Generation of biochars for gas separation upon cellulose pyrolysis: A reactive molecular dynamics study

Abstract

Abstract The pyrolysis of cellulose via reactive molecular dynamic simulation to obtain an adsorbent for CO2 separation is the main goal of the present study. Biochars with six different densities ranging from 0.160-0.987 g/cm3 were produced and adsorption of pure CO2, CH4, N2 and mixtures of CO2 (0.05)/CH4 (0.95) and CO2 (0.2)/N2 (0.8) at 300 K was investigated as a function of pressure by Grand Canonical Monte Carlo simulations. Dual-site Langmuir (DSL) model was adjusted to the isothermal adsorption data with very good accuracy. Thermodynamic quantities were calculated based on the DSL parameters which showed that the amount of adsorbed CH4 and N2 decreases as the density of biochar increases.
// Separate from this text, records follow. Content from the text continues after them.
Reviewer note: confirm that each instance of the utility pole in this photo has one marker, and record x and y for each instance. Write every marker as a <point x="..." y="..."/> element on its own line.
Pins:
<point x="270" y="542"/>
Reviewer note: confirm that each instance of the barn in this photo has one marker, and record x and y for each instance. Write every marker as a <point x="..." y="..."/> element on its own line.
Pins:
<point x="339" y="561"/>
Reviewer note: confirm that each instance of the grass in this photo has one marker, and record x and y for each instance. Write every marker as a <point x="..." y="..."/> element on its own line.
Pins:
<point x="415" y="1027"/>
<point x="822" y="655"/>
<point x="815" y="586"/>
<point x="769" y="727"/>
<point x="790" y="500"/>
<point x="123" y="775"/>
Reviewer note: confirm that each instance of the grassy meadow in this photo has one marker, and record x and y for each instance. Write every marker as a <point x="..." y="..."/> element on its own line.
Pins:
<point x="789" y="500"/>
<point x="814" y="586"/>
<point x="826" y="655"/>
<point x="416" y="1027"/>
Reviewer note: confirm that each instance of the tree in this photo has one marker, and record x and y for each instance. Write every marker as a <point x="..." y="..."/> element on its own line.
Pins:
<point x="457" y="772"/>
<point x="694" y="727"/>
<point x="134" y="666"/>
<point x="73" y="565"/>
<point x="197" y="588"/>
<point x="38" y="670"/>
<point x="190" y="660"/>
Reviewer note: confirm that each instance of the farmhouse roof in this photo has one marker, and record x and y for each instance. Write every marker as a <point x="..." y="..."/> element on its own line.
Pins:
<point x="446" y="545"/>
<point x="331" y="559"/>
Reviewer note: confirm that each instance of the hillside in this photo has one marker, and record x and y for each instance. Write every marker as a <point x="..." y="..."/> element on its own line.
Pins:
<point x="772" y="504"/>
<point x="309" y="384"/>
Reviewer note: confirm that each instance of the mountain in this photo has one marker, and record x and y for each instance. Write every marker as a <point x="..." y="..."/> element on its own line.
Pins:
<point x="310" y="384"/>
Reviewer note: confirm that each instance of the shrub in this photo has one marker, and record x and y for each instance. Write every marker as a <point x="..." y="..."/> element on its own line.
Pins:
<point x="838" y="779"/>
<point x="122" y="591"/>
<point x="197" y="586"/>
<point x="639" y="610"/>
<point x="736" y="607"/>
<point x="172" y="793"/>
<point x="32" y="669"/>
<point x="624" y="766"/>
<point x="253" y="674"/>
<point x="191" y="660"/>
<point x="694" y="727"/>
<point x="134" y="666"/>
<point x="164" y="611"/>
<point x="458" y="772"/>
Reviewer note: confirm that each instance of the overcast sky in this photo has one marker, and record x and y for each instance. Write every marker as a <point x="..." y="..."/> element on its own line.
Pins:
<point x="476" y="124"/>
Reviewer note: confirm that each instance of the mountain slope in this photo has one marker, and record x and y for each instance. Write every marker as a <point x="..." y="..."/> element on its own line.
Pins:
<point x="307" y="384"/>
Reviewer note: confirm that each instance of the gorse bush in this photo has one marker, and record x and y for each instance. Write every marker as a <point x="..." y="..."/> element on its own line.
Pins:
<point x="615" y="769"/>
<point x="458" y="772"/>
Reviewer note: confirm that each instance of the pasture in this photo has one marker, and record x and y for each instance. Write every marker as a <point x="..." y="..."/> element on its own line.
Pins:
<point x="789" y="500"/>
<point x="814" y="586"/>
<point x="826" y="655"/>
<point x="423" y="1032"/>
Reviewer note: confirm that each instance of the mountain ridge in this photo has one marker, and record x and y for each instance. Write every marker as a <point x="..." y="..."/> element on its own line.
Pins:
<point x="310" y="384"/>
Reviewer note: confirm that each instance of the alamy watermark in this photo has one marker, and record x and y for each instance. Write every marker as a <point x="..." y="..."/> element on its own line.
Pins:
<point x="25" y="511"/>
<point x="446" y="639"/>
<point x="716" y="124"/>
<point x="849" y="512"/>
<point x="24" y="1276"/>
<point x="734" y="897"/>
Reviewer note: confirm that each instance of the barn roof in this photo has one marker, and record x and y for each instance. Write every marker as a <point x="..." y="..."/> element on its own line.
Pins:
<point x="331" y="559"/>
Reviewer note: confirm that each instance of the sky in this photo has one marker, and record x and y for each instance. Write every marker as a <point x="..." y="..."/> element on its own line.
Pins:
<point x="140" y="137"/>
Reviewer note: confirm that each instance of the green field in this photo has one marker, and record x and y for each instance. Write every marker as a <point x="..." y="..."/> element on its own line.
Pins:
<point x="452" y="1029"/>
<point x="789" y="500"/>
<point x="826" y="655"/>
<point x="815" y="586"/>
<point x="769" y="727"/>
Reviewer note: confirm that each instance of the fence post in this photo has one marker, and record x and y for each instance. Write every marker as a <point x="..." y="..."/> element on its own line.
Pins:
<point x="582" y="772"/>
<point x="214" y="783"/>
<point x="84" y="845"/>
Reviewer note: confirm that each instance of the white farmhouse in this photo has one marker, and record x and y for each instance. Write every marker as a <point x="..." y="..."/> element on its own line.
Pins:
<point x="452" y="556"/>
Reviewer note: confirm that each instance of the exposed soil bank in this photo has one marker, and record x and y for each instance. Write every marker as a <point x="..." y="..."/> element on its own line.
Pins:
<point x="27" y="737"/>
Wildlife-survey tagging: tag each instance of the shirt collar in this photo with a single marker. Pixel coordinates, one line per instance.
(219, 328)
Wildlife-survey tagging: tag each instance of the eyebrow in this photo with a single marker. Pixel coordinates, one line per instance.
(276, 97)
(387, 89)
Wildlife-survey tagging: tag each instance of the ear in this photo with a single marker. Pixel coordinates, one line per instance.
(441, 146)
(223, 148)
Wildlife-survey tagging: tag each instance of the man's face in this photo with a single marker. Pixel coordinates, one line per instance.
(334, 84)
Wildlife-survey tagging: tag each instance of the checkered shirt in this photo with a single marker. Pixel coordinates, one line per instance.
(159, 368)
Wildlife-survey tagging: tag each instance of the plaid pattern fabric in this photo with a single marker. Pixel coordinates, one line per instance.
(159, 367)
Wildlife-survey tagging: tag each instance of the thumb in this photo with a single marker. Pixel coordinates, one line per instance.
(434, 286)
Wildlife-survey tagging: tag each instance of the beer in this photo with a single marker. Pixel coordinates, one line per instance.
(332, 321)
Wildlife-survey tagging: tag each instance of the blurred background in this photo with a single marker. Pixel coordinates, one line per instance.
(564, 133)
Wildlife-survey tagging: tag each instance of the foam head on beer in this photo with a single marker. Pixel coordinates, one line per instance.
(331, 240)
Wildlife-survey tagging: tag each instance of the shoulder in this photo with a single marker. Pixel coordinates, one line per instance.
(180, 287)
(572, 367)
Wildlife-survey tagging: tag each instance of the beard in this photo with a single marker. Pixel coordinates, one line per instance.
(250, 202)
Adsorption isotherms, selectivity, and isosteric heat were calculated, which revealed that the biochar with 0.351 g/cm3 density had the highest selective adsorption of CO2. The higher Gibbs free energy and surface potential of pure CO2 indicated that CO2 adsorption on biochars is more favorable and spontaneous than CH4 and N2. Henry's constant for CH4 and N2 was smaller than that of CO2, which indicates that their affinity for biochar surfaces was weaker than CO2. The higher entropy changes of CO2 adsorption of pure gases and binary gas mixtures showed that CO2 molecules constitute a much more stable rearrangement than CH4 and N2. We may conclude that pyrolysis of cellulose, as a cheap and available material, can be used to make an economic structure with high ability for CO2 separation.